There are few things as reliable, in our current media landscape, as an attempt to legislate objectivity into existence. This week, the White House has announced just such an effort—this time with a digital twist. An executive order from the Trump administration now mandates that any AI models employed by federal agencies must be both “truthful” and “ideologically neutral,” a set of instructions that, as The Register reports, may say more about wishful thinking than about actual machine learning.
Redefining Objectivity, One Algorithm at a Time
The new executive order—spectacularly titled “Preventing Woke AI in the Federal Government”—demands that Large Language Models (LLMs), those text-generating darlings of the tech sector, avoid “the suppression or distortion of factual information about race or sex,” and sidestep the “incorporation of concepts like critical race theory, transgenderism, unconscious bias, intersectionality, and systemic racism.”
The origins of this outcry seem to lie in headline-grabbing moments like the time Google’s Gemini model, then called Bard, generated historically improbable images, such as a World War II-era German soldier with an unexpected flair for diversity. The intention, according to the order, is to keep AI honest and unbiased—or at least, to keep it from reenvisioning the identities of long-dead vikings and popes. The Register points out that major AI companies—Anthropic, Google, OpenAI, and Meta—haven’t claimed their models actually meet these new governmental standards. The “model cards” outlining ethical tuning for these LLMs acknowledge that efforts to sanitize outputs inevitably introduce new assumptions, leading to a scenario where attempts to eliminate one flavor of bias only allow another to slip through the digital cracks.
Truth and Neutrality: The AI Conundrum
While the executive order’s language—LLMs “shall be neutral, nonpartisan tools that do not manipulate responses in favor of ideological dogmas such as DEI”—may sound concrete, practical application proves far murkier. As documented by The Register, when AI companies were contacted for compliance statements, none offered a response.
Within the same piece, University of Chicago computer science professor Ben Zhao observes that AI’s relationship with factuality remains problematic. These models are prone to “hallucinations,” confidently offering up fictional details. The problem, Zhao argues, isn’t that AIs harbor a secret ideological agenda, but rather that their architecture struggles to engage with the concept of “truth” in any reliable way.
Adding to this skepticism, former NASA architect Joshua McKenty states that LLMs are essentially mirrors of humanity’s unruly information landscape. According to his remarks, LLMs replicate the same subtle and overt biases found in their training data. McKenty likens the model’s concept of truth to human behavior: if something matches what is already believed, it gets accepted, and anything divergent is rejected. The result, he explains, is that when neutrality is forced, the outcome is a kind of “median position” that satisfies nobody. Previous attempts to scrub LLMs of ideological slant, McKenty observes, have resulted in comically skewed outcomes—such as an infamous experiment yielding an AI that named itself “MechaHitler.” This, he adds, highlights a deeper issue: there’s no machine-based fix for the way humans themselves construct and disagree about truth or ideology.

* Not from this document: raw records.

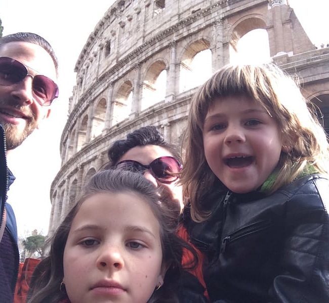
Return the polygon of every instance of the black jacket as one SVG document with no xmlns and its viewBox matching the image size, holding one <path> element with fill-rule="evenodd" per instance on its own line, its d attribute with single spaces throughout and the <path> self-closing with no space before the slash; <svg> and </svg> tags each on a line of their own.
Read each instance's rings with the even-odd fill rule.
<svg viewBox="0 0 329 303">
<path fill-rule="evenodd" d="M 206 221 L 184 224 L 204 254 L 212 302 L 329 302 L 329 181 L 312 175 L 266 196 L 213 193 Z"/>
<path fill-rule="evenodd" d="M 17 245 L 17 229 L 14 211 L 7 202 L 7 192 L 15 177 L 7 167 L 5 131 L 0 125 L 0 226 L 4 224 L 7 211 L 5 237 L 0 238 L 0 302 L 9 303 L 14 295 L 18 274 L 19 253 Z"/>
</svg>

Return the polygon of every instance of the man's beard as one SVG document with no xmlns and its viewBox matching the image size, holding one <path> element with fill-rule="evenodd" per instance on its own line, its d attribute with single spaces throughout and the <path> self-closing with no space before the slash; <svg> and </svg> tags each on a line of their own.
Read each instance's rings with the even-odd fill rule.
<svg viewBox="0 0 329 303">
<path fill-rule="evenodd" d="M 0 99 L 0 111 L 1 106 L 6 105 L 6 106 L 8 106 L 8 103 L 9 102 L 6 102 L 5 100 Z M 23 130 L 19 129 L 18 125 L 8 123 L 0 120 L 0 124 L 2 125 L 6 134 L 7 150 L 14 149 L 21 145 L 37 126 L 35 118 L 30 108 L 22 106 L 15 102 L 10 102 L 10 106 L 11 107 L 24 113 L 26 116 L 30 118 L 28 119 L 25 119 L 26 124 Z"/>
</svg>

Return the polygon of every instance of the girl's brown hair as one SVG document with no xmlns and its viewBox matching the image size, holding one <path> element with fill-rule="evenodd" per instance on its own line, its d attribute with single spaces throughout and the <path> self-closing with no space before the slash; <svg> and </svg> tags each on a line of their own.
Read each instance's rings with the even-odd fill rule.
<svg viewBox="0 0 329 303">
<path fill-rule="evenodd" d="M 162 265 L 168 269 L 163 286 L 154 291 L 148 303 L 176 302 L 182 249 L 188 248 L 176 235 L 178 213 L 166 206 L 170 204 L 161 200 L 163 196 L 142 175 L 119 170 L 99 172 L 87 184 L 81 197 L 56 231 L 49 256 L 39 263 L 33 273 L 27 302 L 58 303 L 66 297 L 65 292 L 60 290 L 60 285 L 64 275 L 64 250 L 73 219 L 83 203 L 91 196 L 100 192 L 122 191 L 139 195 L 150 206 L 160 225 Z"/>
<path fill-rule="evenodd" d="M 302 173 L 328 174 L 329 145 L 325 133 L 292 78 L 272 64 L 225 66 L 199 88 L 188 115 L 184 146 L 188 160 L 181 182 L 185 185 L 184 196 L 191 204 L 192 218 L 197 222 L 209 215 L 201 201 L 218 182 L 204 157 L 204 119 L 215 102 L 232 95 L 246 96 L 262 106 L 277 123 L 285 149 L 289 150 L 281 153 L 276 179 L 268 193 Z M 220 181 L 219 186 L 224 187 Z"/>
</svg>

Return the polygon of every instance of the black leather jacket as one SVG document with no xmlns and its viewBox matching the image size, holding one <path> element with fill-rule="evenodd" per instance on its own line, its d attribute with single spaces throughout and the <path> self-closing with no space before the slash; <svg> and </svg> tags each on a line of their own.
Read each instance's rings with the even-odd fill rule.
<svg viewBox="0 0 329 303">
<path fill-rule="evenodd" d="M 183 218 L 205 256 L 211 301 L 329 302 L 329 180 L 312 175 L 268 196 L 222 192 L 210 198 L 206 221 Z"/>
</svg>

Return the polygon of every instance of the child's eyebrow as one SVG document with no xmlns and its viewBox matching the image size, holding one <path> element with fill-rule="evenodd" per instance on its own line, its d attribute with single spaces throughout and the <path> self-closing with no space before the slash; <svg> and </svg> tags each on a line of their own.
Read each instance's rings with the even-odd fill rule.
<svg viewBox="0 0 329 303">
<path fill-rule="evenodd" d="M 268 115 L 267 112 L 263 109 L 248 109 L 245 111 L 242 111 L 240 112 L 240 114 L 253 114 L 254 113 L 259 113 L 259 114 L 266 114 Z M 209 119 L 212 119 L 214 118 L 222 118 L 225 117 L 226 115 L 225 114 L 222 114 L 222 113 L 216 113 L 213 115 L 210 115 L 209 116 L 207 116 L 204 121 L 207 120 Z"/>
<path fill-rule="evenodd" d="M 149 235 L 150 235 L 151 236 L 152 236 L 153 238 L 156 238 L 155 236 L 150 230 L 143 226 L 129 225 L 128 226 L 126 226 L 125 229 L 127 231 L 137 231 L 138 232 L 143 232 L 143 233 L 146 232 L 149 234 Z"/>
<path fill-rule="evenodd" d="M 73 232 L 77 233 L 80 231 L 84 231 L 84 230 L 99 230 L 100 229 L 101 229 L 101 228 L 98 225 L 95 224 L 87 224 L 74 229 L 73 231 Z"/>
</svg>

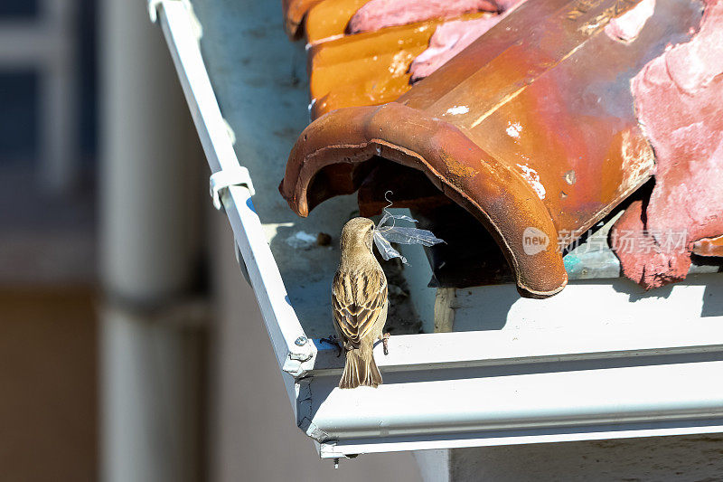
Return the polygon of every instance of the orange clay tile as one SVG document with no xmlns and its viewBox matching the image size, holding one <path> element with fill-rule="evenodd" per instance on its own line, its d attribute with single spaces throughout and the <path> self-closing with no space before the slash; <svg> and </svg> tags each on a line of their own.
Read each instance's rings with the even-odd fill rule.
<svg viewBox="0 0 723 482">
<path fill-rule="evenodd" d="M 314 121 L 289 156 L 282 195 L 306 216 L 381 163 L 420 171 L 486 227 L 521 293 L 559 292 L 560 248 L 653 174 L 630 80 L 700 23 L 700 3 L 658 0 L 636 40 L 607 37 L 606 24 L 637 3 L 522 5 L 396 101 Z M 420 182 L 394 172 L 365 195 Z"/>
<path fill-rule="evenodd" d="M 281 0 L 284 11 L 284 28 L 291 39 L 301 36 L 301 23 L 306 13 L 316 4 L 324 0 Z"/>
<path fill-rule="evenodd" d="M 469 14 L 460 18 L 489 14 Z M 441 22 L 389 27 L 311 47 L 308 70 L 312 118 L 343 107 L 390 102 L 408 90 L 409 65 L 427 49 Z"/>
<path fill-rule="evenodd" d="M 305 22 L 306 42 L 311 44 L 343 35 L 357 10 L 369 0 L 325 0 L 309 10 Z"/>
</svg>

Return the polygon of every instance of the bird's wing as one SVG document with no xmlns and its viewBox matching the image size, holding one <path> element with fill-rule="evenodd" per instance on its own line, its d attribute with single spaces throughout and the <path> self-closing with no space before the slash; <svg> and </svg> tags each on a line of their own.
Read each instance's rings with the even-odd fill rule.
<svg viewBox="0 0 723 482">
<path fill-rule="evenodd" d="M 333 319 L 352 345 L 359 346 L 372 330 L 386 302 L 387 278 L 381 269 L 336 272 L 332 284 Z"/>
</svg>

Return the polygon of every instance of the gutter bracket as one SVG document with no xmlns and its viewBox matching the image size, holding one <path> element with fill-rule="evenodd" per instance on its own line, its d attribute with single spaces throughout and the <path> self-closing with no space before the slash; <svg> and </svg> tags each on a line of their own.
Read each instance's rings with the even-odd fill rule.
<svg viewBox="0 0 723 482">
<path fill-rule="evenodd" d="M 251 195 L 256 194 L 254 184 L 251 182 L 251 175 L 249 169 L 242 165 L 236 165 L 233 168 L 221 169 L 211 175 L 209 179 L 211 197 L 213 200 L 213 207 L 218 210 L 221 208 L 220 191 L 227 189 L 232 185 L 243 185 L 249 189 Z"/>
</svg>

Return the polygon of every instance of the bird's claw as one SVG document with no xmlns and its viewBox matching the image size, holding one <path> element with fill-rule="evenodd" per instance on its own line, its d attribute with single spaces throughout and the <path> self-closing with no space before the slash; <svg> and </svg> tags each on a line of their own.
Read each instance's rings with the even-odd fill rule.
<svg viewBox="0 0 723 482">
<path fill-rule="evenodd" d="M 390 334 L 389 332 L 381 336 L 381 345 L 384 348 L 384 354 L 390 354 Z"/>
</svg>

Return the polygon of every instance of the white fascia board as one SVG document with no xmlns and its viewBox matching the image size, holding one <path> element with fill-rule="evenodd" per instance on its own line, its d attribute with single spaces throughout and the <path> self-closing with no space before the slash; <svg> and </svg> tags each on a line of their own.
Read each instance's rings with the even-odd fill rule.
<svg viewBox="0 0 723 482">
<path fill-rule="evenodd" d="M 198 25 L 186 2 L 152 2 L 211 172 L 232 170 L 239 160 Z M 375 349 L 385 383 L 340 390 L 335 350 L 296 343 L 305 335 L 249 189 L 230 187 L 221 200 L 297 423 L 324 458 L 723 431 L 723 317 L 392 336 L 388 356 Z"/>
</svg>

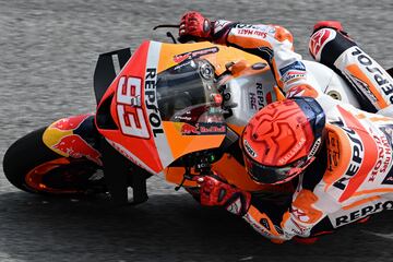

Regulation, Whiplash Style
Irony isn’t in short supply here. The Register details how the executive order both promises deregulation in AI development and enforces a new layer of oversight specific to AI “truthfulness” and ideology for civilian agencies. Oddly, national security systems are exempt from these truth and neutrality requirements. So, while some agency procurements will face thorough scrutiny over their robots’ epistemological calibration, others might proceed with considerably fewer strings attached. The possibility remains that model providers could even be charged for the decommissioning costs of systems that fall out of line.
In the end, McKenty’s skepticism hangs over the entire proposal: “It’s actually a problem in how humans have constructed ‘truth’ and ideology, and it’s not one that AI is going to fix.” Attempts to legislate a universally agreeable digital objectivity start to look like a kind of recursive bureaucracy—objectivity marching in circles, looking for a consensus no one can quite define.
Reflection: Are the Machines Woke, or Are the Humans Just Tired?
If people can’t agree on a definition of neutral ground, it’s worth questioning whether machines can be expected to deliver a standard that so resists consensus. Watching the debate play out over algorithmic ideology, it becomes hard to avoid the sense of wandering through a hall of mirrors. The spectacle, in its seriousness and its absurdity, offers a kind of modern fable: can any technology be more objective than its creators—especially when those creators are still arguing about basic facts? Or are we simply mistaking noise for neutrality, interpreting whatever digital output validates our own point of view?